How much do we care about right to repair?

Green party co-leader Marama Davidson. PHOTO: RNZ
Green party co-leader Marama Davidson. PHOTO: RNZ
I do not know what cobweb-bedecked appliances the junkroom, shed or basement in your house contains, but in various places in the Southern Say household can be found PCs, laptops, juicers, blenders and TVs of assorted vintages which might still be in use if they were able to be repaired.

Or, perhaps more accurately, might have been repaired if it had been financially worthwhile doing so.

A company which regularly advertises in this newspaper has a 32" TV on offer for $269 and replacing the blown picture tubes on either the old "dumb" TV or the newer but early generation flat screen TV would easily cost more than that - assuming that you were actually able to find either the parts or someone who could actually do the repair.

Calculating just what all those appliances cost, then adding on the cost of the appliances which do those jobs today, would be a very deflating exercise. As would considering exactly how much energy and natural resources went into making, then shipping, those things.

It depresses plenty of other people too, notably Green Party co-leader Marama Davidson, who put a Bill into the Members Ballot to try to do something about it.

The Consumer Guarantees (Right to Repair) Amendment Bill seeks to require manufacturers to make repair parts and information about how to repair their goods available to consumers and, happily for Ms Davidson, her marble came up. On current progress it might just manage to get its first reading this year.

Which is where it may well stop.

Southern Say understands the government is not averse to the idea of some sort of right to repair law being introduced - similar laws exist in the European Union, the United Kingdom and United States and they are popular with their core voters, who regularly lament that things do not last the way they used to.

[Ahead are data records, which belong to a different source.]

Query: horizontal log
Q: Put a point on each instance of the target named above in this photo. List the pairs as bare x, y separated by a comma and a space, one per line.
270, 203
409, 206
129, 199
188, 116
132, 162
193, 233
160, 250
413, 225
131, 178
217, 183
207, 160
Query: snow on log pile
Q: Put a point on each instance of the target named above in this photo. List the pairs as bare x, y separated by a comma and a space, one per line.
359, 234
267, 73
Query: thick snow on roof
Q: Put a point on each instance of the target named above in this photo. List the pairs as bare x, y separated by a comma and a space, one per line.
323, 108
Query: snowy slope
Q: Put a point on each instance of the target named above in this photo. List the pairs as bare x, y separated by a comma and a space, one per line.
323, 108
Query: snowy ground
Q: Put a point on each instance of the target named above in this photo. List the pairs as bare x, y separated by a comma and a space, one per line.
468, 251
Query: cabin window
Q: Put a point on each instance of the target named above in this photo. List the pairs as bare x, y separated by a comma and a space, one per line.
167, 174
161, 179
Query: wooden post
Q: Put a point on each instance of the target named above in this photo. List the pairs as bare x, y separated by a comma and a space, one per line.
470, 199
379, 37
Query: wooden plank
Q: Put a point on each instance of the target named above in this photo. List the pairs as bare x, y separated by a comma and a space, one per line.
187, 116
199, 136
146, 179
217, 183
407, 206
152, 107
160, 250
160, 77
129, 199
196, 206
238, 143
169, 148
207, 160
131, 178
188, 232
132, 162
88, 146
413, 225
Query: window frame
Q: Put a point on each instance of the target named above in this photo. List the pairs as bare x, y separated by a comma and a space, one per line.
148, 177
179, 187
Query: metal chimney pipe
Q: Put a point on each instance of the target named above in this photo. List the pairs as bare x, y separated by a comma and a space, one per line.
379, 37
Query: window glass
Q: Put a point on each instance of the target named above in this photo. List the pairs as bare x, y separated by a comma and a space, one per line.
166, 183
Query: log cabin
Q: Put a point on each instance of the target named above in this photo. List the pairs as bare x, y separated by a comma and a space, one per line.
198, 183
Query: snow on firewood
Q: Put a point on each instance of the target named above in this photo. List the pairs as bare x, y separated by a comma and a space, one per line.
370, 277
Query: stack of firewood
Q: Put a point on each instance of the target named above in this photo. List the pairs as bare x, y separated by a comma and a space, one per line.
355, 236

However, the government is not sure that Ms Davidson’s draft Bill, which as written would wield a very broad brush, is quite the best way to do it.

In the interim, a campaign to achieve something similar to Ms Davidson’s aims has picked up a head of steam.

Last week, Consumer NZ presented a petition to Parliament which calls on manufacturers to label products as to whether or not they can be repaired. With Ms Davidson on sick leave and hopefully doing well in her ongoing treatment for breast cancer, Consumer presented its petition to Dunedin Labour MP Rachel Brooking, who had her environment spokeswoman hat on.

At 21,000 signatures, it is a significant petition, and the petitions committee - which includes Dunedin Green list MP Francisco Hernandez in its membership - will no doubt give it serious consideration.

Legislation achieving something similar to both what Ms Davidson and Consumer want to achieve was on Labour’s legislative plan during its term, but it was one of many endeavours which it did not get around to actioning before the election.

Ms Brooking’s interest comes from a waste minimisation perspective, noting that "our landfills are already stuffed with broken items that are unable to be fixed."

While the Green Island tip is in the neighbouring electorate of Taieri (whose Labour MP Ingrid Leary was also at the event), both Dunedin MPs well know of the travails that have unfolded so far as the lack of future capacity in the facility is considered.

This is not some sudden flight of fancy for Consumer: it has been bewailing the manufacturing sector’s institutionalisation of planned obsolescence for years and it has done extensive research on the issue.

The genesis of the new petition is a 2022 investigation which found huge numbers of small appliances with easy-to-repair faults were simply being dumped into landfill rather than being fixed and continuing to be of service.

Its petition has a much narrower focus than Ms Davidson’s Bill - it wants clear labelling to show buyers what can and cannot be repaired, thus hopefully influencing consumer choice towards the more durable products, rather than requiring manufacturers provide information, spare parts and tools necessary to repair goods, as the draft legislation does.

Of course, a petition is not legislation, but it might just point the way towards a compromise approach which can achieve cross-Parliament support.

Consumer remains hopeful that Parliament will accept both it and the Greens’ proposed approaches to the problem, saying a comprehensive approach is needed.

Given we are the only country in the OECD without such rules, and that nearly 100,000 tonnes of e-waste a year gets chucked away, you can see its point. And there is only so much room on the Southern Say sun porch where those things can rust in pieces.